Politik dan HukumTokoh

Etika Politik Natsir, Sebuah Refleksi Sejarah #2

  • Menjelang Pemilu 2024, Suara 'Aisyiyah menyediakan ruang #pemilukita. Ruang ini kami buka agar masyarakat dapat bersama-sama mewujudkan pemilu yang substantif dan inklusif.

Oleh: Muhammad Yuanda Zara*

Pada bagian yang lalu, kita telah membahas mengenai etika politik Mohammad Hatta, selanjutnya adalah mengenai konsep pelayanan publik. Seorang ulama sekaligus politisi terkemuka Indonesia, Mohammad Natsir (menjabat sebagai Perdana Menteri Indonesia tahun 1950- 1951), menekankan pentingnya pemimpin mengadvokasi kepentingan publik.

Antara 1927-1930, Natsir bersekolah di Bandung, di mana selain belajar pemikiran Barat ia juga aktif di organisasi pemuda Islam, Jong Islamieten Bond (JIB).
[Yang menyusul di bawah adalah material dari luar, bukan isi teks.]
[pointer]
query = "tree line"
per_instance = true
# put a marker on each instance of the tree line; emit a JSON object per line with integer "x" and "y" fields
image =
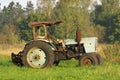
{"x": 103, "y": 22}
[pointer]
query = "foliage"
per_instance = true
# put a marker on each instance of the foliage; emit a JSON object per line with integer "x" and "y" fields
{"x": 107, "y": 15}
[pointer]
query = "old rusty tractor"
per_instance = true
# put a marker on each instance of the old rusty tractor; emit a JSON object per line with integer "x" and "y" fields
{"x": 45, "y": 50}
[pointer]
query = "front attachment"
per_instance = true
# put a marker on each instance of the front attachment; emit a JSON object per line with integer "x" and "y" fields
{"x": 16, "y": 59}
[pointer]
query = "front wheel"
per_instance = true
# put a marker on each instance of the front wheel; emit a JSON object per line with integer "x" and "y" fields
{"x": 38, "y": 54}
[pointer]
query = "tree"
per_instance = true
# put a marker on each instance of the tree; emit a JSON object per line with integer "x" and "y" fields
{"x": 106, "y": 15}
{"x": 45, "y": 7}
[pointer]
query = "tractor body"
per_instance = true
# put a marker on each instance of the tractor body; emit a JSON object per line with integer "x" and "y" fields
{"x": 45, "y": 50}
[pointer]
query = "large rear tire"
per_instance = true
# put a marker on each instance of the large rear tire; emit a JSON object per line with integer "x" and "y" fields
{"x": 38, "y": 54}
{"x": 99, "y": 58}
{"x": 88, "y": 59}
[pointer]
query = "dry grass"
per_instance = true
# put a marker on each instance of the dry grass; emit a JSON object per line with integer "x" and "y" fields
{"x": 108, "y": 52}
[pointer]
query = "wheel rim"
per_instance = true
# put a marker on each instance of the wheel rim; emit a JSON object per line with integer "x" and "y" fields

Pemahaman politiknya terbentuk berbarengan dengan keterlibatannya sebagai anggota Partai Islam Indonesia serta dari berbagai diskusi politik dengan orang Indonesia dan Belanda.

Prinsip pelayanan publik diterapkan Natsir sebagai seorang pemimpin di berbagai kesempatan. Ia mengombinasikan antara kebutuhan masyarakat, semangat mendakwahkan ajaran Islam, dan nasionalisme Indonesia. Salah satu contohnya adalah di zaman pendudukan Jepang.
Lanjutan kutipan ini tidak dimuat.